Is It Over Yet?
May 18, 2007 5:10 pmFiled in Real Estate It’s been a tough 18 months for residential real estate and it’s not over yet. There has been much speculation about how we came to be in the current market slump. If you listen to the media it’s easy to believe that capitalism is broken and the end is near.
I don’t agree. As I see it this is Economics 101—short supply and high demand for developed real estate drove prices to a crescendo that began in 2004 and continued through the first half of 2005. Prices overshot the market causing demand to all but disappear. As demand waned, supply (still drunk from the party and always slow to react) continued to build in an attempt to capture yesterday’s demand.
As a result, we’re now in an over-supply situation. None of this is particularly surprising to anyone who has taken 9th-grade economics.
What is interesting is the root cause for this latest market swing and it’s implications for real estate and other asset markets.
The cause of the 2004-2005 hyper-inflation in real estate is the glut of cash in the world economy. Economics and human nature demand that the cash be put to productive use. As a result it has flowed from one asset type to another for the last decade.
The cash glut is responsible for hyper-inflation in the equity markets during the mid to late 1990s. During that period the Dow Jones Industrial Average rose at an annualized rate of 41%. The NASDAQ rose at an incredible 44% annualized rate and the S & P 500 Index rose at a rate of 41%.
In 2001 the Dot Com bubble burst, values declined and cash looked for another vehicle for investment.
By 2004 it found real estate.
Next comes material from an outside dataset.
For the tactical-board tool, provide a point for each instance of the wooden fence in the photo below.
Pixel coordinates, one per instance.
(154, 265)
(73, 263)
Now that real estate has temporarily stopped producing large returns, where will the world’s cash be put to work? That’s the next opportunity.
As for Florida real estate, it has enjoyed a tremendous 100-year ride and it will be back—soon. But not until we finish the price correction we’re in now.

The charts above show the annual median home price for 1994-2006 in six markets:
- Ft. Lauderdale
- West Palm Beach
- Orlando
- Jacksonville
- Tallahassee
- Fort Walton Beach
The blue bars indicate median home prices while the red line represents the long-term national average for home appreciation of 7 percent. With the exception of Ft. Lauderdale, which grew at an annual rate of about 7 percent, all of the markets grew at a slower pace than the national average during the period from 1994-2002.
The south and central Florida markets of Ft. Lauderdale, West Palm Beach and Orlando jumped far above the average growth line in 2004-2005 and remained high despite some signs of declining prices in 2006. In these markets, there’s more pain to come in 2007.
By contrast, the north Florida markets did not see the type of price spikes experienced in the southern markets. As a result those markets will see modest price adjustments as opposed to the 20 to 30 percent drops already experienced in Ft. Lauderdale and West Palm Beach. I expect the north Florida markets to return to growth before south and central Florida.
It’s not over yet, but we’re getting closer every day.